Chapter 4 Differential expression analysis with DESeq2
The final step in the differential expression analysis workflow is fitting the raw counts to the NB model and performing the statistical test for differentially expressed genes. In this step we essentially want to determine whether the mean expression levels of different sample groups are significantly different.
Image credit: Paul Pavlidis, UBC
Differential expression analysis with DESeq2 involves multiple steps as displayed in the flowchart below in blue. Briefly, DESeq2 will model the raw counts, using normalization factors (size factors) to account for differences in library depth. Then, it will estimate the gene-wise dispersions and shrink these estimates to generate more accurate estimates of dispersion to model the counts. Finally, DESeq2 will fit the negative binomial model and perform hypothesis testing using the Wald test or Likelihood Ratio Test.
4.1 Running DESeq2
Prior to performing the differential expression analysis, it is a good idea to know what sources of variation are present in your data, either by exploration during the QC and/or prior knowledge.
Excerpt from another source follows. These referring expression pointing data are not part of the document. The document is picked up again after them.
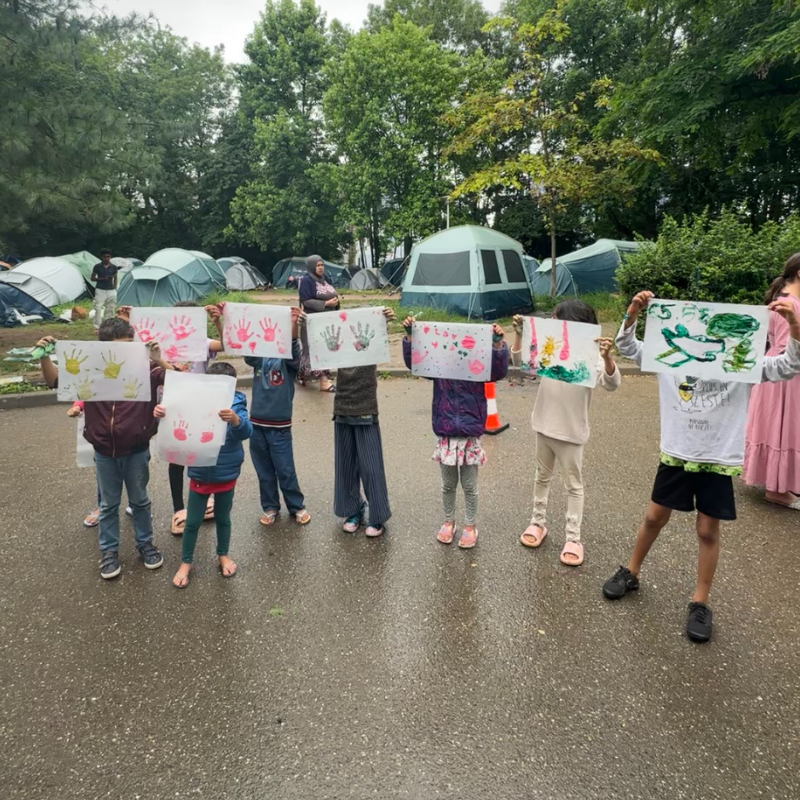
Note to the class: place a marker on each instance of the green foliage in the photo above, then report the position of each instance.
(701, 258)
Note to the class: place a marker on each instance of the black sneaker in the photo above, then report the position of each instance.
(151, 555)
(620, 583)
(699, 625)
(109, 564)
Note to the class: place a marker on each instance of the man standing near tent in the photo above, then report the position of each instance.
(104, 276)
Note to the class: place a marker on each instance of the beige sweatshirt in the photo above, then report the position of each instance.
(561, 410)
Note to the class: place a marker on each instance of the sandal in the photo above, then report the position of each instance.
(178, 523)
(572, 549)
(533, 536)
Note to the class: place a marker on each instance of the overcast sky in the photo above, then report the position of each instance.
(228, 22)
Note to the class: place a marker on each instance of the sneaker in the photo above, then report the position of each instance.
(109, 564)
(151, 555)
(699, 625)
(620, 583)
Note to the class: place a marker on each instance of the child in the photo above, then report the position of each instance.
(698, 458)
(561, 421)
(459, 420)
(219, 480)
(358, 451)
(271, 443)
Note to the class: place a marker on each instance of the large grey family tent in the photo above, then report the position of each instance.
(591, 269)
(469, 270)
(16, 304)
(51, 281)
(170, 276)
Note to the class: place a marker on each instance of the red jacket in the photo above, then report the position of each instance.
(120, 428)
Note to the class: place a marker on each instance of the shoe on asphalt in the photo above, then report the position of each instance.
(109, 564)
(699, 624)
(620, 583)
(151, 555)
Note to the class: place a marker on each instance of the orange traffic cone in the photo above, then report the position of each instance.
(493, 426)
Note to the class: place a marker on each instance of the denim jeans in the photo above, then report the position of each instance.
(273, 458)
(134, 472)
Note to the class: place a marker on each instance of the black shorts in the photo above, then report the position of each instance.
(709, 492)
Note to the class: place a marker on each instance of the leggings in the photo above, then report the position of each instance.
(469, 484)
(194, 517)
(570, 458)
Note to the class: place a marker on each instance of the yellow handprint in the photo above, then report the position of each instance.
(74, 361)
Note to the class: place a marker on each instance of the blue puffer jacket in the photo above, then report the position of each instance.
(231, 455)
(459, 407)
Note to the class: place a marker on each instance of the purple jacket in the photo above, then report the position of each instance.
(459, 407)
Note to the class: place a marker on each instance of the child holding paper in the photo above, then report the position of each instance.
(698, 459)
(219, 480)
(459, 420)
(561, 421)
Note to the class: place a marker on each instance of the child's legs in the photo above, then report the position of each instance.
(176, 486)
(195, 512)
(449, 486)
(469, 485)
(222, 515)
(373, 475)
(265, 469)
(280, 443)
(346, 489)
(545, 464)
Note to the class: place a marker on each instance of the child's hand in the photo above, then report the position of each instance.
(230, 416)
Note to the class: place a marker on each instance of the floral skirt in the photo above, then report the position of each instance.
(457, 451)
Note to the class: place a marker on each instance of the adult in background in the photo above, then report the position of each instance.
(316, 295)
(772, 445)
(104, 276)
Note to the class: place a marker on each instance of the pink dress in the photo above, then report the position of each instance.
(772, 445)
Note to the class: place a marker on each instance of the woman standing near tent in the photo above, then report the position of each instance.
(772, 444)
(316, 295)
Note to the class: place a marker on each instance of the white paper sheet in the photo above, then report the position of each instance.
(718, 341)
(180, 332)
(192, 432)
(258, 330)
(96, 371)
(560, 350)
(349, 338)
(458, 351)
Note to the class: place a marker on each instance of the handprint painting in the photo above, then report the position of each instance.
(180, 332)
(457, 351)
(708, 340)
(192, 432)
(95, 371)
(561, 350)
(351, 337)
(258, 330)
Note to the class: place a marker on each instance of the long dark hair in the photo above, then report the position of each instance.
(790, 273)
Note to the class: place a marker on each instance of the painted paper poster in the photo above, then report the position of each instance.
(352, 338)
(561, 350)
(258, 330)
(103, 371)
(454, 350)
(718, 341)
(192, 432)
(180, 332)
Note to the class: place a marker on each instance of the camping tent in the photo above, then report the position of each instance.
(51, 281)
(170, 276)
(592, 268)
(470, 270)
(16, 303)
(367, 279)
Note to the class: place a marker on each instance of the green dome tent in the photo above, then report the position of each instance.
(171, 276)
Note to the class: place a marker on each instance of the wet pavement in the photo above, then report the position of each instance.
(334, 666)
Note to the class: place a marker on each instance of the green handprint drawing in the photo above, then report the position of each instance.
(332, 338)
(363, 336)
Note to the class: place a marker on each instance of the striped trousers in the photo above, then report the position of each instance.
(358, 460)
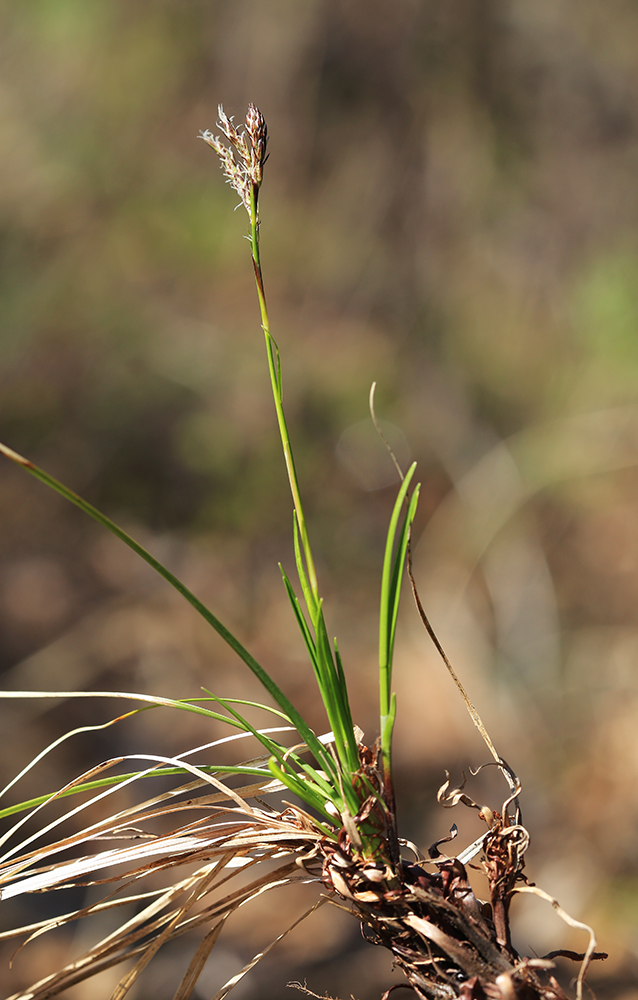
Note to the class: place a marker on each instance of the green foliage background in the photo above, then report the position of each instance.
(450, 208)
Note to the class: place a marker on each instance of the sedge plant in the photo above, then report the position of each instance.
(214, 823)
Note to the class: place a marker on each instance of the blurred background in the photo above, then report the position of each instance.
(451, 209)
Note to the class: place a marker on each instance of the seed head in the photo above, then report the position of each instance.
(243, 158)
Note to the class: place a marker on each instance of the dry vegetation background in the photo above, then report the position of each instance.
(450, 208)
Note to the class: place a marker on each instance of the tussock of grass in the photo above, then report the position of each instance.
(185, 859)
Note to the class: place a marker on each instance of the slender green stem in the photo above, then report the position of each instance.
(274, 368)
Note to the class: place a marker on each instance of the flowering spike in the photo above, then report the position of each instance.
(243, 160)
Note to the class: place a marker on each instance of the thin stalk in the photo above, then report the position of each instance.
(274, 368)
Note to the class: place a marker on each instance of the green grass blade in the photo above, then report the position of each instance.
(390, 588)
(273, 689)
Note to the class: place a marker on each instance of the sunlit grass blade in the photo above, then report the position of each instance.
(390, 588)
(393, 563)
(265, 679)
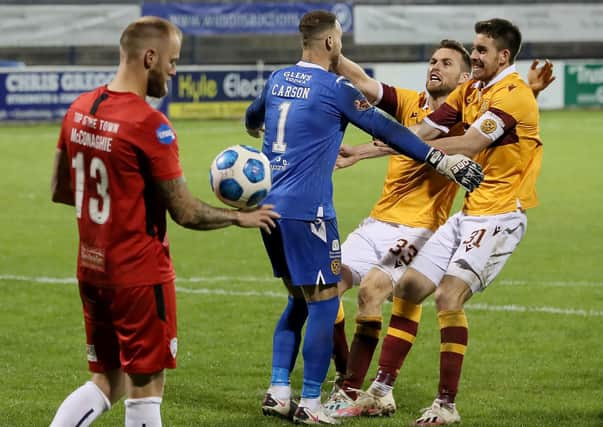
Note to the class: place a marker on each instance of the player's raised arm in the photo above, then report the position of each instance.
(370, 87)
(60, 186)
(193, 213)
(539, 78)
(255, 114)
(351, 154)
(358, 111)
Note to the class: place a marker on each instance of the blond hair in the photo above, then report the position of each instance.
(136, 37)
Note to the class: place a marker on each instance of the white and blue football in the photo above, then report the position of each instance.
(240, 176)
Once you know the major sources of variation, you can control for them in the statistical model by including them in your design formula.
4.1.1 Design formula
A design formula tells the statistical software the known sources of variation to control for, as well as, the factor of interest to test for during differential expression testing. For example, if you know that sex is a significant source of variation in your data, then sex should be included in your model. The design formula should have all of the factors in your metadata that account for major sources of variation in your data. The last factor entered in the formula should be the condition of interest.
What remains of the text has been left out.